Howell is right that the First Amendment and principles of American justice mandate that lawyers be able to deliver candid advice and zealous advocacy to their clients. But, she goes too far by ignoring the compelling case that Perkins Coie conspired with Hillary Clinton and Fusion GPS to improperly influence the 2016 election and destabilize the Trump presidency by developing the fraudulent Steele dossier (which falsely accused Trump of being a Russian agent), and then misleading government investigators about its provenance.

She began her decision by quoting Shakespeare’s admonition to “kill all the lawyers” to make it easier to seize power, and Alexis de Tocqueville, who wrote that the legal profession “is the most powerful existing security against the excesses of democracy.” Howell then held that “using the powers of the federal government to target lawyers for their representation of clients and avowed progressive employment policies in an overt attempt to suppress and punish certain viewpoints…, is contrary to the Constitution, which requires that the government respond to dissenting or unpopular speech or ideas with tolerance, not coercion…. Simply put, government officials cannot… use the power of the State to punish or suppress disfavored expression.”

Access to unvarnished legal advice is sacrosanct, but Howell goes off the rails. She never acknowledges that much of Perkins Coie’s wrongdoing had nothing to do with its legal advice, but came in its capacity as a political kingpin. She bewilderingly asserts that using the firm’s admissions of racial discrimination violates its First Amendment rights. Her related attack on the administration’s opposition to diversity programs reveals her motives for this bizarre conclusion.

She never discusses the constitutional infirmities of requiring a client to hire a lawyer in whom they lack trust. Perkins Coie sought to destroy Trump personally and politically. Its beliefs differ from his. That is more than sufficient reason under Article II and the Fifth and Sixth Amendments that the president, who is the executive branch of government, may choose not to work with it.

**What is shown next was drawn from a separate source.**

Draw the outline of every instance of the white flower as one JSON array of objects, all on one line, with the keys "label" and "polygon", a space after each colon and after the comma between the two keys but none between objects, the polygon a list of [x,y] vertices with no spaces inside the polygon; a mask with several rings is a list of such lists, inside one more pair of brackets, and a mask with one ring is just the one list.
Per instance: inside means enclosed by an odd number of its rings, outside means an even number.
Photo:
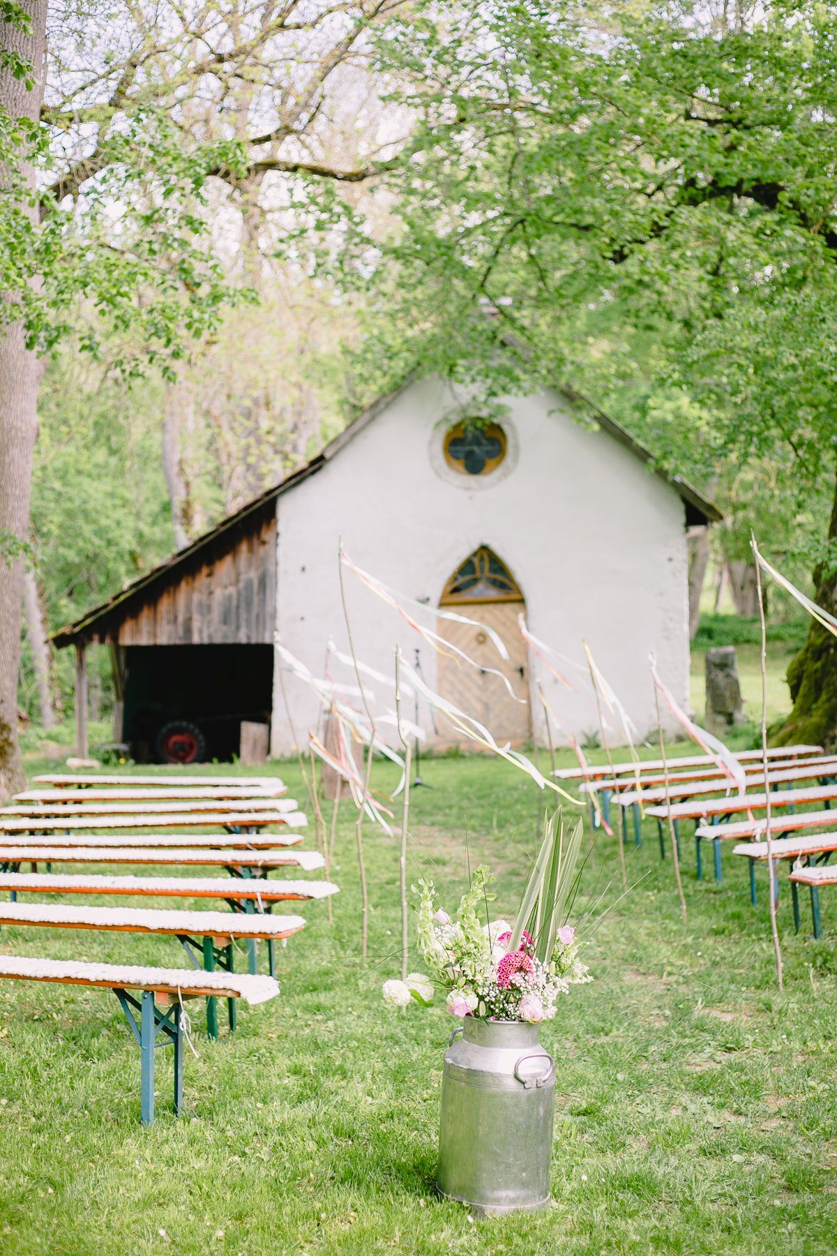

On the other hand, Trump may not target Perkins Coie because its lawyers provide legal services to litigants whose positions are adverse to his administration, bar the firm from federal buildings, or require federal contractors to disclose their law firms.

The question of whether the security clearances granted to Perkins Coie lawyers may be limited is a close one, given the firm’s fraudulent manipulation of Congress and the FBI. The firm’s defenders are fixated on the fact that the partners who led its fraudulent services have moved on. So what. The firm is organized on a partnership model. Partners still at the firm likely were involved in, and benefited from, the fraud.

When progressives applaud as conservative lawyers like John Eastman are indicted and unconstitutionally subjected to disbarment for giving legal advice to President Trump on the 2020 election, it is difficult to sympathize with a law firm that engaged in a conspiracy to steal an election and topple a sitting president. Nonetheless, in a free society, government officials do not use their power to punish lawyers because of their clients or advice, while also recognizing that being a lawyer is not a free pass to commit fraud or override the constitutional powers of the president.